Подпольная организация была крупной, она хорошо поработала. А теперь вовсю работали следователи гестапо, чтоб никого и ничего не осталось. Из Берлина прибыл важный генерал.
Когда, сопровождаемый адъютантом, комендантом и дежурным, он вошел в камеру, допрос был в разгаре. Двое солдат с засученными рукавами держали Лену за руки. Следователь, молодой лейтенант, бил ее стеком по лицу и груди. Жалкая кофтенка, что была на ней, совсем изорвалась, голое тело рассекли багровые рубцы…
Она отворачивалась, втягивала голову в плечи. Спутанные волосы закрывали лицо и мотались из стороны в сторону после каждого удара.
При появлении генерала лейтенант бросил стек и вытянулся.

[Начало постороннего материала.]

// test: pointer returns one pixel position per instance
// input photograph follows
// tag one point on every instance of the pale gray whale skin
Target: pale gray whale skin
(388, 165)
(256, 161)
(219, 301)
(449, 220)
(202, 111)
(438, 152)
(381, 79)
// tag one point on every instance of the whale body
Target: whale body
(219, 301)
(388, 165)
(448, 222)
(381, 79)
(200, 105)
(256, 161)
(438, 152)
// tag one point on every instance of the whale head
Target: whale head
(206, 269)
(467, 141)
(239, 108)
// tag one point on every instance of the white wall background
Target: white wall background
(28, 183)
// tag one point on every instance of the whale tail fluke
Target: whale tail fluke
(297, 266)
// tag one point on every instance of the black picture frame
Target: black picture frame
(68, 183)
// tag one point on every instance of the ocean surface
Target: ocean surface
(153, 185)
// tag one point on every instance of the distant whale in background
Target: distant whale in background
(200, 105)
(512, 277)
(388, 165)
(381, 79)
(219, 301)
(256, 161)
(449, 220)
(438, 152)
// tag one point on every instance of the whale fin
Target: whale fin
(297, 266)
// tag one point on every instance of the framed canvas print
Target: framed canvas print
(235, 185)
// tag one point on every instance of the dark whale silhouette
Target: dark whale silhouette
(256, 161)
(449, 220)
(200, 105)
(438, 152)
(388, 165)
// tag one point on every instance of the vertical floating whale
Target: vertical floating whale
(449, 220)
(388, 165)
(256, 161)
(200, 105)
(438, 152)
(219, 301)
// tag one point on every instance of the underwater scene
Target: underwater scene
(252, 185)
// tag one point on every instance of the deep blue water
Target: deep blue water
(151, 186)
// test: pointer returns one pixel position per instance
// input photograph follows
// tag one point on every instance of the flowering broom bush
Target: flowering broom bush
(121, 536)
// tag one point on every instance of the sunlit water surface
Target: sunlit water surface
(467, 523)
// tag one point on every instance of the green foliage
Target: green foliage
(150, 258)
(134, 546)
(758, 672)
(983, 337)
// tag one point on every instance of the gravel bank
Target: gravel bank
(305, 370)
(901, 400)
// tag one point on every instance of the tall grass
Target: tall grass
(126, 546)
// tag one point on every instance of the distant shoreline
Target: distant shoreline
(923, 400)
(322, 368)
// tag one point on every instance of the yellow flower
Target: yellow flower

Он устал, лицо его блестело от пота, волосы черными прядями прилипли ко лбу: в присутствии начальства он не рискнул снять китель.
Генерал, высокий, сухой, сел в затененном углу, адъютант торопливо закурил, дежурный и комендант присели у двери. Следователь пожал плечами, виновато усмехнулся — не получается, мол.
Когда генерал и его свита вошли, Лена бросила на них быстрый взгляд. На мгновение этот взгляд застыл. Она задергалась в руках солдат, безнадежно пытаясь прикрыть свою наготу.
Комендант и дежурный ухмыльнулись. Генерал разглядывал ее с явным интересом.
Волосы Лены, которые она когда-то, досадливо вздыхая, расчесывала перед зеркалом, сейчас слиплись от крови. Раньше, когда она улыбалась (а она часто улыбалась), зубы ее сверкали. Теперь их не было, зубов. И она старалась скрыть это, как могла, сжимая изувеченные губы.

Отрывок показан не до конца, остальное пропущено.